As mentioned previously, healthcare campuses in the Majority world often include multiple buildings spread out on a site rather than just one multi-level building for all care needs. This directly can have an impact on the practical integration of passive ventilation and infection control. One advantage can be as departments or functions are spread throughout, less critical mass of infirmed population are collected in one location. Greater separation of functions can allow for more air movement between functions, whether by virtue of open-sided covered walkways or simply through breezeway or buffer spaces between buildings. Beyond the opportunity for natural beauty, courtyards also offer air movement – allowing facilities to breathe as much as possible.

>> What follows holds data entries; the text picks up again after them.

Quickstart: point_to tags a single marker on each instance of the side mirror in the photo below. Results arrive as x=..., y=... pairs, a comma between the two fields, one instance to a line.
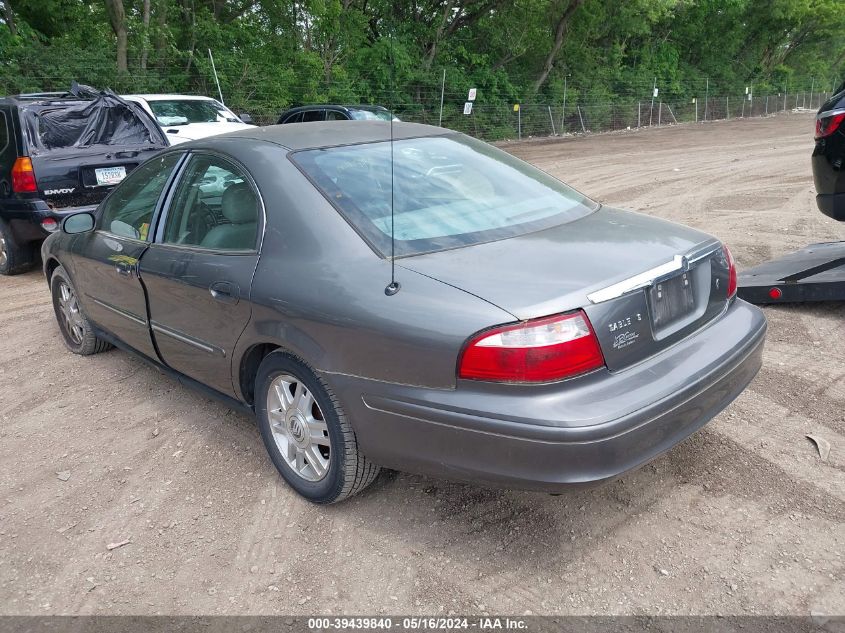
x=78, y=223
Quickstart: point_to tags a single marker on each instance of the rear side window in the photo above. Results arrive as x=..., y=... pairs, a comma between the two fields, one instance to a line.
x=4, y=131
x=128, y=211
x=214, y=207
x=447, y=192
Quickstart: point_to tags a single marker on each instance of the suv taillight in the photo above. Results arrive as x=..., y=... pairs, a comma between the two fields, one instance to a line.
x=731, y=271
x=23, y=176
x=540, y=350
x=827, y=125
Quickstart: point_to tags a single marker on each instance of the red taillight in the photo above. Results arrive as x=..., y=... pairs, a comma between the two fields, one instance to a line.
x=731, y=271
x=23, y=176
x=825, y=126
x=541, y=350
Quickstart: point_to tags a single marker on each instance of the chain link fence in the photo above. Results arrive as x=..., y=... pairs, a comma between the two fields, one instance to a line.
x=494, y=115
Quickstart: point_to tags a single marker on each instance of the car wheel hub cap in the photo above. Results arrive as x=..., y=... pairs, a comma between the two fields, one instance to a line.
x=70, y=315
x=299, y=427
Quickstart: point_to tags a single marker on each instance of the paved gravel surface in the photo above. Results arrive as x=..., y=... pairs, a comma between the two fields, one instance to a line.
x=742, y=518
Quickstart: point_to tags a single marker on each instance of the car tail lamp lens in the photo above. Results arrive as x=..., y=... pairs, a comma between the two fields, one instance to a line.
x=825, y=126
x=731, y=272
x=23, y=176
x=540, y=350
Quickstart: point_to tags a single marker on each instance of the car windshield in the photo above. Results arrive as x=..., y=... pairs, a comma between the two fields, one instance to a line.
x=370, y=115
x=448, y=192
x=184, y=111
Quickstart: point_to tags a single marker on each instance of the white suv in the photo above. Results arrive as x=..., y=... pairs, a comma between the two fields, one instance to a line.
x=187, y=117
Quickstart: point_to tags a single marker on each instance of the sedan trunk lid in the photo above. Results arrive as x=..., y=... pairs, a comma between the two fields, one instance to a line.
x=643, y=282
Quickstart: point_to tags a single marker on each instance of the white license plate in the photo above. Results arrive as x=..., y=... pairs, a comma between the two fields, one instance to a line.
x=110, y=175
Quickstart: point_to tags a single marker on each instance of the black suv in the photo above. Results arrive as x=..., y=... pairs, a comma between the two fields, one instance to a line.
x=829, y=156
x=61, y=153
x=306, y=114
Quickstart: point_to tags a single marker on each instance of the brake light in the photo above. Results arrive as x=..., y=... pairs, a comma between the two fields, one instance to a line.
x=540, y=350
x=827, y=125
x=23, y=176
x=731, y=271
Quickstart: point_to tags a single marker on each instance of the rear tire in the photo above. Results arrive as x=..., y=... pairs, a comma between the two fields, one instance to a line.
x=15, y=258
x=77, y=331
x=306, y=432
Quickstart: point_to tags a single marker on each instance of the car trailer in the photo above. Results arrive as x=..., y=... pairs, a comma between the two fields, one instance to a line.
x=815, y=273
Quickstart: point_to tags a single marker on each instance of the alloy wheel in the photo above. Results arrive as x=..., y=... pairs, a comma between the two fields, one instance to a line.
x=299, y=427
x=69, y=307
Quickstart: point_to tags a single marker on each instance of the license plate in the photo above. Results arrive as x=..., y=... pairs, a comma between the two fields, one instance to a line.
x=671, y=300
x=109, y=175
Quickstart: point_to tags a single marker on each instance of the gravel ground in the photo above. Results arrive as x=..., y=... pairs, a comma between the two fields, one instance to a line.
x=743, y=518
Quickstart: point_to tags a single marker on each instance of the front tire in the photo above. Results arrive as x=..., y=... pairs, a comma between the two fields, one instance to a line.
x=77, y=331
x=306, y=433
x=15, y=258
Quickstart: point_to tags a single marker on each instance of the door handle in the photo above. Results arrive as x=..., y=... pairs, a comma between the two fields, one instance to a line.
x=225, y=292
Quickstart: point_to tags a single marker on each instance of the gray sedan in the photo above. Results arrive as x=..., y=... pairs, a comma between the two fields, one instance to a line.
x=421, y=301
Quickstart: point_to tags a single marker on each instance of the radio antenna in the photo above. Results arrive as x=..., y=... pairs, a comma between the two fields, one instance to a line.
x=393, y=287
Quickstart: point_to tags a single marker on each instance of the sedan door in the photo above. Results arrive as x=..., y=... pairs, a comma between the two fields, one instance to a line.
x=198, y=272
x=106, y=259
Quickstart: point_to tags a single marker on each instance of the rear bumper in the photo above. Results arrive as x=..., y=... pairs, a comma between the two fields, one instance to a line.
x=555, y=436
x=24, y=217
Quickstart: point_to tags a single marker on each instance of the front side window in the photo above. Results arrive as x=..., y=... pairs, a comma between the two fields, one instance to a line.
x=447, y=192
x=128, y=211
x=183, y=111
x=214, y=207
x=370, y=115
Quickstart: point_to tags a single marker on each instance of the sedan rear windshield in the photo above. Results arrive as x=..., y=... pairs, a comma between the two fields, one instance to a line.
x=448, y=192
x=184, y=111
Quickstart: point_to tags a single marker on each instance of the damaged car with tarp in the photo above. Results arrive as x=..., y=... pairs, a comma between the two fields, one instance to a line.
x=60, y=153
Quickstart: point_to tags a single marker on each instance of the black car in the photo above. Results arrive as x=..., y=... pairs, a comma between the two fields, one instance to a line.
x=61, y=153
x=307, y=114
x=829, y=155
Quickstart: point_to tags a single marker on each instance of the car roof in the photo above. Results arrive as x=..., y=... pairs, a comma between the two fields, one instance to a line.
x=329, y=133
x=40, y=98
x=163, y=97
x=323, y=106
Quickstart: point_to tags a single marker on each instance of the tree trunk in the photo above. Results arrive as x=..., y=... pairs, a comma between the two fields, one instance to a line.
x=560, y=36
x=161, y=26
x=145, y=41
x=9, y=17
x=117, y=17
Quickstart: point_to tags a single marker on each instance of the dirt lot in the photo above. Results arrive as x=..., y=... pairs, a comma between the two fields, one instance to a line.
x=742, y=518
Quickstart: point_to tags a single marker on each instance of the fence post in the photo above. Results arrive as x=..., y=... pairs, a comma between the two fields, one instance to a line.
x=442, y=89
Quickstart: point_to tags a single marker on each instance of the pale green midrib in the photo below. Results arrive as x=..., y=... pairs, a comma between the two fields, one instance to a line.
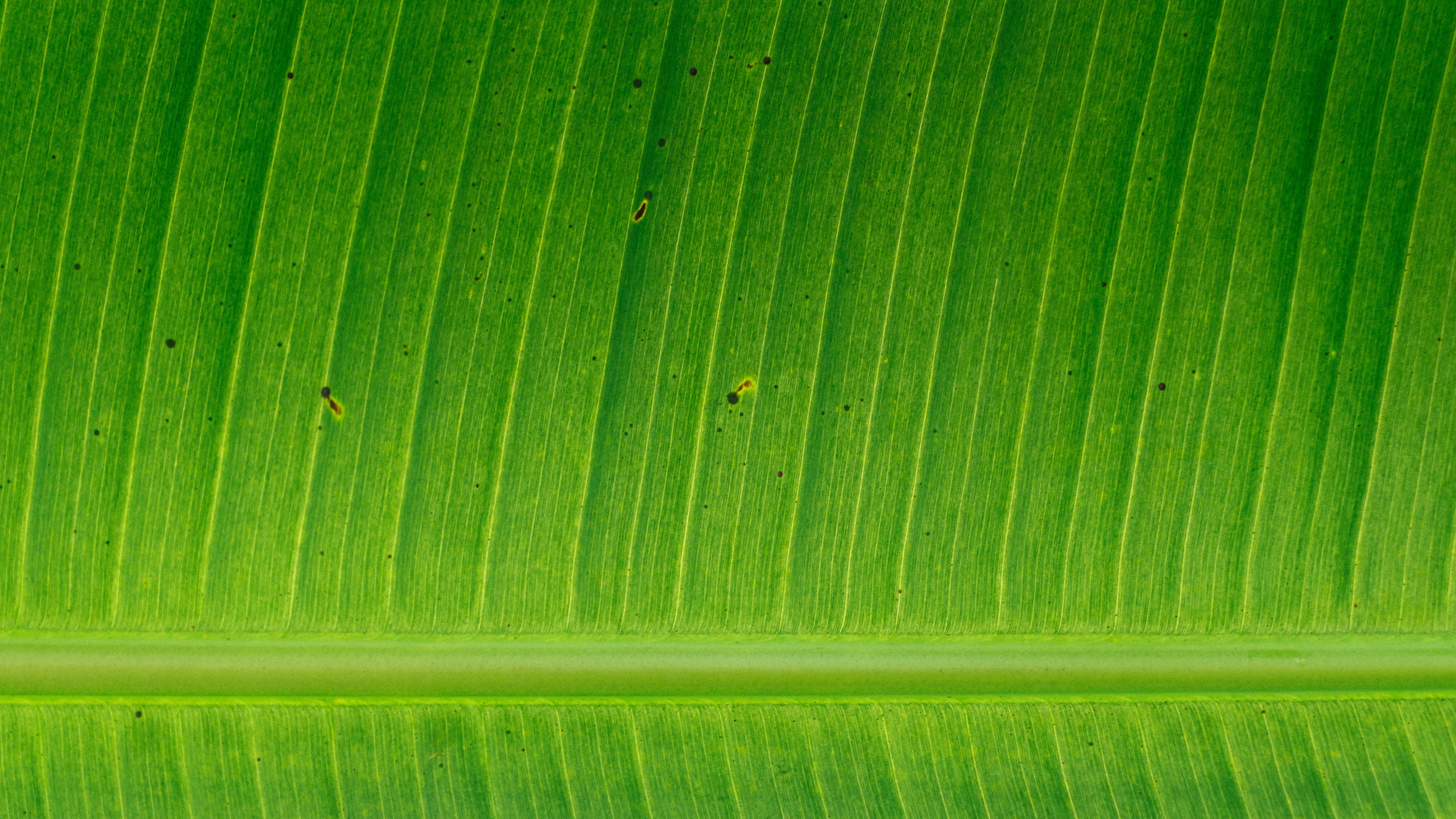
x=250, y=665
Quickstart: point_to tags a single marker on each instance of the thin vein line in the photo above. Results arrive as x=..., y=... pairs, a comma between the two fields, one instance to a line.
x=970, y=732
x=430, y=325
x=536, y=267
x=1320, y=764
x=1426, y=436
x=152, y=327
x=884, y=729
x=312, y=446
x=1062, y=768
x=1158, y=344
x=829, y=289
x=1107, y=307
x=1148, y=761
x=1015, y=185
x=414, y=742
x=1389, y=354
x=56, y=291
x=774, y=282
x=561, y=354
x=242, y=321
x=661, y=344
x=1228, y=292
x=1410, y=741
x=105, y=307
x=637, y=758
x=1430, y=403
x=1041, y=301
x=526, y=314
x=258, y=770
x=475, y=334
x=43, y=770
x=379, y=327
x=1107, y=774
x=612, y=322
x=1283, y=344
x=723, y=721
x=5, y=270
x=940, y=321
x=561, y=747
x=778, y=264
x=334, y=320
x=884, y=331
x=592, y=452
x=970, y=449
x=713, y=340
x=1360, y=234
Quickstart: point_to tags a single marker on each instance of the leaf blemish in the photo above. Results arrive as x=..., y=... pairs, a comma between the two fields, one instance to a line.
x=747, y=384
x=334, y=406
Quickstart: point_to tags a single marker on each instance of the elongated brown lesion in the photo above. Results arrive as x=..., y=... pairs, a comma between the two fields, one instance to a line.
x=334, y=406
x=747, y=384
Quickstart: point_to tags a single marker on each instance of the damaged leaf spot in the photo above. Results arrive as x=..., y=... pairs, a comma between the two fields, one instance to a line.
x=334, y=406
x=747, y=384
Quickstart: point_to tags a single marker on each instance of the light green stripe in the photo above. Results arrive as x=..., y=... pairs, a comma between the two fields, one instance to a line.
x=775, y=667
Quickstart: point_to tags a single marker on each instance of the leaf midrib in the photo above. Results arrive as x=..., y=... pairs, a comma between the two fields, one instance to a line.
x=257, y=665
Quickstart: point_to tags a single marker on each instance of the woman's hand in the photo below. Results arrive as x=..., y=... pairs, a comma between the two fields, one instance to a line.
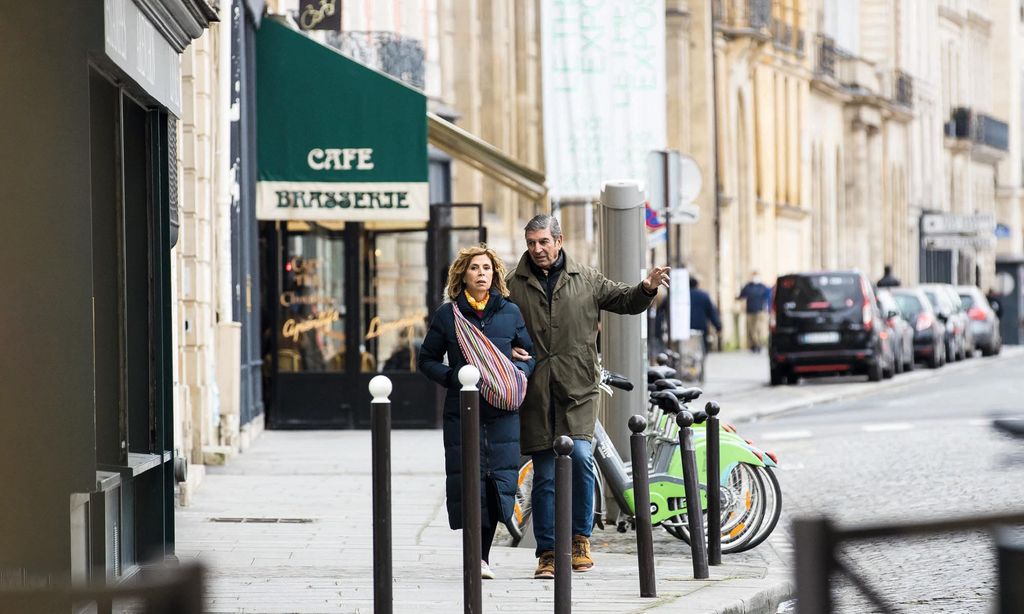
x=520, y=354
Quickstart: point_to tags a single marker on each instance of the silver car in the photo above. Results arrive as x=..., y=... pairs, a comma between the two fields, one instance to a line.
x=983, y=321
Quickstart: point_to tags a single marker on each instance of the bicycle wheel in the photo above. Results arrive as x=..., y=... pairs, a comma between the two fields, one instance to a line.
x=522, y=509
x=742, y=510
x=773, y=508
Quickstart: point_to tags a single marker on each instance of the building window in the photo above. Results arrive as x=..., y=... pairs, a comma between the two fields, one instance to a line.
x=311, y=337
x=396, y=299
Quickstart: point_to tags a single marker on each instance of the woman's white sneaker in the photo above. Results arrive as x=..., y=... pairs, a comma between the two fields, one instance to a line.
x=485, y=572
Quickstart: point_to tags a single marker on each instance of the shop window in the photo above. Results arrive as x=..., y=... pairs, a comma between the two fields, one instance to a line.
x=311, y=337
x=396, y=299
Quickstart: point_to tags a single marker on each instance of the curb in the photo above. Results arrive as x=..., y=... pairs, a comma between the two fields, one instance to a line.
x=783, y=407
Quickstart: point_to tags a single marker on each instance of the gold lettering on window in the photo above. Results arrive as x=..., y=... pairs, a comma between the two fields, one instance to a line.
x=378, y=326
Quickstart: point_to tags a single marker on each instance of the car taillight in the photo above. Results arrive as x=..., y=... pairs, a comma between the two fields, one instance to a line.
x=866, y=309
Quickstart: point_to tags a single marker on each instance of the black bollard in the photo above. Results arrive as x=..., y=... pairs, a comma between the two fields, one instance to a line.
x=469, y=408
x=641, y=507
x=380, y=428
x=714, y=485
x=694, y=518
x=563, y=525
x=1010, y=563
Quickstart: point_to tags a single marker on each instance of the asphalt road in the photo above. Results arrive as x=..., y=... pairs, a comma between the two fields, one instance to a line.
x=918, y=451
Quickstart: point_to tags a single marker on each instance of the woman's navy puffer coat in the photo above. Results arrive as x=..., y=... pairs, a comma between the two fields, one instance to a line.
x=504, y=325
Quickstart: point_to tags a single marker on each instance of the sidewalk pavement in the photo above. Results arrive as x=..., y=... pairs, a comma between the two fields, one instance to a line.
x=286, y=527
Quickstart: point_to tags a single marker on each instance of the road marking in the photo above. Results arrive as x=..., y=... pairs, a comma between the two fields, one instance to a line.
x=887, y=427
x=783, y=435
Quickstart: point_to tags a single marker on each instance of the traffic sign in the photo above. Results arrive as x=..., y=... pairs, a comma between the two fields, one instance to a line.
x=957, y=223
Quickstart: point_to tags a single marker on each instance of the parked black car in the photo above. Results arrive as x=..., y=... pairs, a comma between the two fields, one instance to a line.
x=826, y=323
x=929, y=332
x=952, y=315
x=984, y=323
x=900, y=331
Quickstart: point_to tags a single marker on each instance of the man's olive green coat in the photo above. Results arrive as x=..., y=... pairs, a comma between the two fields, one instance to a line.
x=564, y=337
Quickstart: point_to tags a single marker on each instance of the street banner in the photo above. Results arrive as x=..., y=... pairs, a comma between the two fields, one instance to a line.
x=603, y=75
x=680, y=304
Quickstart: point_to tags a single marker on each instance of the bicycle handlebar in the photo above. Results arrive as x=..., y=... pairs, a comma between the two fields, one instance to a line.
x=616, y=380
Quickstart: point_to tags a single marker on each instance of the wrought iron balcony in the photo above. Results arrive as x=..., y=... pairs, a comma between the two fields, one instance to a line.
x=979, y=128
x=399, y=56
x=991, y=132
x=738, y=15
x=903, y=89
x=826, y=55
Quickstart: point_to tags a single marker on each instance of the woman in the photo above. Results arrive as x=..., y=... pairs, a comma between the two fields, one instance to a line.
x=476, y=288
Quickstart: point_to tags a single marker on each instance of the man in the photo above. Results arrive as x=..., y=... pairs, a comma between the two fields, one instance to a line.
x=702, y=312
x=757, y=296
x=561, y=301
x=888, y=278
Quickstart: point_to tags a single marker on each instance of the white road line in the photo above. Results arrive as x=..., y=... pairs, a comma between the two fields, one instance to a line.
x=783, y=435
x=887, y=427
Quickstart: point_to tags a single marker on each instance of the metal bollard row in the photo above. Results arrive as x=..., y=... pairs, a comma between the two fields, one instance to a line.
x=641, y=507
x=694, y=518
x=380, y=428
x=714, y=471
x=469, y=408
x=563, y=525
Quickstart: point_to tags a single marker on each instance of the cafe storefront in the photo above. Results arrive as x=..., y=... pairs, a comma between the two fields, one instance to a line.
x=347, y=232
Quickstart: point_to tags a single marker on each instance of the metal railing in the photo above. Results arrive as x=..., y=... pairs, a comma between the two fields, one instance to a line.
x=980, y=128
x=827, y=55
x=817, y=543
x=991, y=132
x=399, y=56
x=903, y=89
x=743, y=14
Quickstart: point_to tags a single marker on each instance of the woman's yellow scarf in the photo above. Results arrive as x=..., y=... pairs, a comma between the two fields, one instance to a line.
x=477, y=305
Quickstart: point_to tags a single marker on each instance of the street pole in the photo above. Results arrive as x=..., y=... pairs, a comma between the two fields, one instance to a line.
x=623, y=342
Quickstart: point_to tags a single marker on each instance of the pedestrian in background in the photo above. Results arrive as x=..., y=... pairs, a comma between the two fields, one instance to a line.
x=888, y=278
x=702, y=312
x=757, y=297
x=561, y=301
x=476, y=289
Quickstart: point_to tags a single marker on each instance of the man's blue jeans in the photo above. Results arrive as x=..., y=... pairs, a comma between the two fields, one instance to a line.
x=543, y=497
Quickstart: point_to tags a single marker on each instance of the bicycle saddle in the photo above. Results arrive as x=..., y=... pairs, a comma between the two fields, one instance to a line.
x=664, y=385
x=686, y=394
x=666, y=401
x=659, y=373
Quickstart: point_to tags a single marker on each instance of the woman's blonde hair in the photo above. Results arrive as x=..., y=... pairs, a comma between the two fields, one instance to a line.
x=461, y=265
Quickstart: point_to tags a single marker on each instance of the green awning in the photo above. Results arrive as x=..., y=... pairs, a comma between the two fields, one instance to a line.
x=337, y=140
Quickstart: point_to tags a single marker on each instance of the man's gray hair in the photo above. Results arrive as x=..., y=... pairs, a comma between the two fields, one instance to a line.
x=545, y=222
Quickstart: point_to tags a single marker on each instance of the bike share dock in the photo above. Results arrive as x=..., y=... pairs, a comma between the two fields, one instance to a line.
x=286, y=527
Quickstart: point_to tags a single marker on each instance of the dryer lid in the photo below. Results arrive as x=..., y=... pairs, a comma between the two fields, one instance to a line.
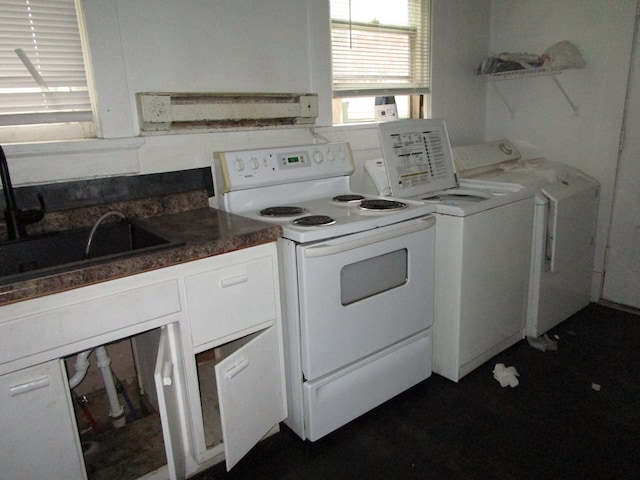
x=417, y=155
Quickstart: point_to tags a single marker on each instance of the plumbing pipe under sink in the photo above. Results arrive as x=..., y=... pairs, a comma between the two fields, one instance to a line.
x=116, y=409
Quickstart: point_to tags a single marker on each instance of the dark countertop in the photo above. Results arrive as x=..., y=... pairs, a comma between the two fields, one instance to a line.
x=205, y=231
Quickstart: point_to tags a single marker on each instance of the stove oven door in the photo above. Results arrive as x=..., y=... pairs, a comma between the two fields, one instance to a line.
x=363, y=292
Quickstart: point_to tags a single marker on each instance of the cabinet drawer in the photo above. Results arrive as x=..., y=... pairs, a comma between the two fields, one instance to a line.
x=231, y=299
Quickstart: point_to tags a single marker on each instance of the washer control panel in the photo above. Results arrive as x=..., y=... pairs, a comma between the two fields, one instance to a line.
x=242, y=169
x=483, y=155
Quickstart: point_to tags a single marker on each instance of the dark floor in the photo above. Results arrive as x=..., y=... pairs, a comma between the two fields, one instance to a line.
x=554, y=425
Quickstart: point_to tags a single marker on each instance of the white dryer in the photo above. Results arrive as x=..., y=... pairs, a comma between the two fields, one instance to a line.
x=564, y=226
x=483, y=244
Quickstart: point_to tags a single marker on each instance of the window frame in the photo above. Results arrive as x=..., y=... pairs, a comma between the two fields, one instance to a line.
x=60, y=129
x=419, y=95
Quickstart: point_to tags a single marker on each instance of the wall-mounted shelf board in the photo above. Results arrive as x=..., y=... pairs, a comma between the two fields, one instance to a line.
x=552, y=72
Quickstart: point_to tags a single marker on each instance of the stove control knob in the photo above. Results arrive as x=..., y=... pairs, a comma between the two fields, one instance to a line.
x=318, y=157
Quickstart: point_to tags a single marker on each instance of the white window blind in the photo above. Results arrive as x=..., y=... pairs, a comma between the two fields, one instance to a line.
x=380, y=47
x=43, y=78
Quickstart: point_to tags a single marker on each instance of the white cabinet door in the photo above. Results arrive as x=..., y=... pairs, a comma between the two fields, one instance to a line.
x=39, y=438
x=250, y=394
x=170, y=386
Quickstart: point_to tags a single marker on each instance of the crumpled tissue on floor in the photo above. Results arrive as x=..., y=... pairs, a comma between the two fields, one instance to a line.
x=506, y=376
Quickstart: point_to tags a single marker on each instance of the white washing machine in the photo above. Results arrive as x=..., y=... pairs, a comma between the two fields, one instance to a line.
x=564, y=226
x=483, y=244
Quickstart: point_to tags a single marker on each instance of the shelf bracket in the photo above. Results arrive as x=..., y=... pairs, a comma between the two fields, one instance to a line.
x=504, y=99
x=566, y=95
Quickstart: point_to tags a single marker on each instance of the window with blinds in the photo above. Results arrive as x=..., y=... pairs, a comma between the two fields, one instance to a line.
x=43, y=78
x=380, y=48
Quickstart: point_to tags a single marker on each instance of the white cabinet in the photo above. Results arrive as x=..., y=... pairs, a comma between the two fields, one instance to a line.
x=37, y=428
x=236, y=372
x=208, y=335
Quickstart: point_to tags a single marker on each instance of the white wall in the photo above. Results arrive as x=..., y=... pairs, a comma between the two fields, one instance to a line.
x=544, y=124
x=222, y=46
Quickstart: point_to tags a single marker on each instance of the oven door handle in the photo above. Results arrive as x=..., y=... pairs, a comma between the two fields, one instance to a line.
x=404, y=228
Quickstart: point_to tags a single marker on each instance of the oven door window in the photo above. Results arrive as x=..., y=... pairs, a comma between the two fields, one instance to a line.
x=372, y=276
x=360, y=293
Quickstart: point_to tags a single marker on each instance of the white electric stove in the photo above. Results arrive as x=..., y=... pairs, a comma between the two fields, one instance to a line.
x=357, y=279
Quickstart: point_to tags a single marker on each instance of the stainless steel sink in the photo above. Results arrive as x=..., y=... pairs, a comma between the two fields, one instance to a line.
x=42, y=255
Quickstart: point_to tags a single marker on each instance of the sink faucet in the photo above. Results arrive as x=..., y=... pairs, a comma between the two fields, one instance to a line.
x=16, y=219
x=112, y=213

The Outpatient Department (OPD), however, is all too often the collection point for multiple clinics, infirmed, and non-acute. Thus, the OPD can contain concentrated areas of airborne disease. Say for example that a tuberculosis patient from a rural area arrives at the OPD. They do not know what day the TB clinic is on or where it is located. They enter the same space as all the other clinics, with mothers, children, and other healthy or unhealthy patients. Due to limited air movement in highly populated, passively ventilated spaces such as a waiting area, patients and family members could be exposed to infectious disease. An optimal solution is to divide waiting areas into smaller, designated, and detached spaces offering greater separation and air movement. For inpatient care in concentrated open wards, beds are often 3-4’ (1m) apart and independent private rooms are unavailable or unsustainable. However, by devising 4-8 beds in disconnected clusters with partitions between them, a degree of directed airborne containment can be offered even within an open ward architecture.
We’ve learned that environmental integration can positively impact healthcare design in the Majority world. Whether by capturing outdoor space for patients, seeking opportunities for visual connection to the outside, or through design promoting intentional air movement, quality and holistic patient-care can be given spaces to operate in – spaces which encourage healing in body, mind, and soul.